Estaba Ramón en su cuarto: cortinas cerradas, cabeza inclinada, ensombrando la hoja difícilmente alumbrada por la única lámpara que, a esas horas de la madrugada, brillaba. Intentaba entrar en ese trance de escritor que le permitía redactar a la velocidad del pensamiento porque las ideas, decía él, son como las ganas de ir al baño; desaparecen cuando no les haces caso.
Nada. Un vacío en el estómago que paradójicamente también quita el hambre y medio llena el pulmón de algo que dificulta la respiración. Traga saliva y suspende el bolígrafo sobre el papel sabiendo que el momento yacía ya bajo tierra y que la mejor opción era no guardarle rencor a la soledad…
Ahí estaba yo, sentado frente al televisor, recibiendo los destellos de cada uno de sus cuadritos tricolores, molestado por su sonido que poco combinaba con el ventilador de la laptop, el cual seguramente debía reemplazar. Los audífonos en las orejas estaban solo ahí por negligencia; y mi mirada… podía estar en cualquier lado pero realmente se posaba en mis adentros, es extraño como la gente menciona que Sutano o Mengano anda ‘con la mirada perdida’ cuando está justo detrás del nervio óptico.
Apoyado contra la pared, mi cuello sufre el desgano que me acompaña desde hace un par de semanas, poco a poco los músculos van formando alianzas, y esas contracturas no permiten que la sangre oxigene mi cerebro adecuadamente, estoy de mal genio. No he obtenido trabajo en estos días, aparentemente todo el mundo requiere contratar personal para atención al cliente. Nunca he sido bueno con la gente, me va mal; en las entrevistas no lo puedo ocultar, la competencia asiste en terno y tal vez por eso no recibo la cortesía del ‘no nos llame, nosotros le llamaremos’.
Dos meses atrás perdí mi trabajo debido a la automatización de los sistemas de distribución en bodegas, yo guardaba el inventario, era de los importantes pero ahora no era necesario, desde que la persona le decía al Siri de su iPhone lo que quería hasta que el cliente ponía su pulgar en la tablet del repartidor, todo estaba automatizado.

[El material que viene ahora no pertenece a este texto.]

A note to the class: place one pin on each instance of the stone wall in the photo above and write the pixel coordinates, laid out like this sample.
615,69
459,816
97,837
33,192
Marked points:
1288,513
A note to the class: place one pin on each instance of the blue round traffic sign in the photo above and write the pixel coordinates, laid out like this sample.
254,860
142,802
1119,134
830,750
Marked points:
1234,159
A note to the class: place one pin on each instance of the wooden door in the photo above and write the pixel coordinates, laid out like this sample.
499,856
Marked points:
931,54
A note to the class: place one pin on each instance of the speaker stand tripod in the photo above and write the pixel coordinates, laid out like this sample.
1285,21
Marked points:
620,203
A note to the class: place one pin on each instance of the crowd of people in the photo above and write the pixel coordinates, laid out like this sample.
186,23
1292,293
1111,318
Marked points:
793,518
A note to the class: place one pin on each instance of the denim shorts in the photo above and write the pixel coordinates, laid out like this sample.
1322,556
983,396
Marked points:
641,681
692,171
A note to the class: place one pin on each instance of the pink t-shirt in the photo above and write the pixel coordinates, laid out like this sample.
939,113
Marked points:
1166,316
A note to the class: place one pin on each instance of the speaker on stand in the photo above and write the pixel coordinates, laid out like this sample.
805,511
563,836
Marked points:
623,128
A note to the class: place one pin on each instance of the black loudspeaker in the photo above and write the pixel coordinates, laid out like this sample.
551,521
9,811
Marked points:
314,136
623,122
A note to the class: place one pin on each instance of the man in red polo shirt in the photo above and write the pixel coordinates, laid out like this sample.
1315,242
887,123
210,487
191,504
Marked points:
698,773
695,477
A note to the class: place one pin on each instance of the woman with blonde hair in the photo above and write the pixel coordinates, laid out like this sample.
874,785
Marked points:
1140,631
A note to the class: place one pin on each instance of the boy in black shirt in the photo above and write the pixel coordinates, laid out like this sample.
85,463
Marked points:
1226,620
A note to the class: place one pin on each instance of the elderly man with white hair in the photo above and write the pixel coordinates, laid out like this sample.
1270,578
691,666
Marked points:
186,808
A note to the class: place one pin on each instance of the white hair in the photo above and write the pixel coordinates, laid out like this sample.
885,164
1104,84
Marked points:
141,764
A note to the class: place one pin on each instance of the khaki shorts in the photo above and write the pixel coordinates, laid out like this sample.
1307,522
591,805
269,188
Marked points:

Ahora tenemos semáforos donde antes hubo policías, máquinas expendedoras donde antes estuvo Doña Rosita, instagram con doce empleados donde antes estuvieron los dos millones de Kodak, software de detección de voz donde hubo secretarias, por Dios yo compré mi último libro en internet, para escucharlo en una computadora. ¿Será que hay una tendencia natural a la automatización?
Siempre le eché la culpa a la codicia de los millonarios, dueños de grandes empresas que preferían esclavos electrónicos que no reclamaran su seguro social, ni buscaran salir temprano para dormir, o pasar con su familia, ni hablar de jubilarse. Pero ahora me veo a mí como en estado de hibernación, respirando casi sin darme cuenta, dejándome llevar por pensamientos aleatorios como una máquina cuando procesa uno de sus tantos algoritmos. Desmotivado, siento como yo también me estoy automatizando, si no me molestara mi familia, si ese teléfono no sonara, si el chat no emitiera ese fastidioso sonido que me obliga a atender, estoy seguro que seguiría quieto sobre mi estación, esperando una nueva orden, ahorrando toda la energía posible, quejándome solamente cuando me estoy quedando sin batería…
Juan no es pescador y ahora con sus antebrazos y pecho pegados al madero de la barca tiene miedo, estira los muslos para impulsar el navío, frente a él se encuentra ese enorme vació de agua y sal… ese vacío resbala por sus mejillas y frente a él, el océano resulta pequeño.
Esta es la historia del hombre que nació hace varios siglos ya. A él le contaron que la Tierra era plana y, en su afán de sentirse bajo el abrigo del sol, caminó, nadó, escaló sin encontrar el borde.
Cuatro generaciones después estábamos construyendo cohetes.
Con una mezcla de miedo y asco, Daniel levantó el cartón mojado del piso. Ya saben, uno encuentra toda clase de insectos bajo la humedad, cualquier cosa que encontrase debía por lo menos tener seis pares de patas. No alcanzó a alzarlo completamente cuando el cartón cedió en uno de sus pliegues y se rompió, golpeando a Johnny, quien la noche anterior no había encontrado mejor refugio que este, a las afueras de un almacén de electrodomésticos. Johnny tenía solo cuatro extremidades, pero se sentía un insecto… Daniel corrió.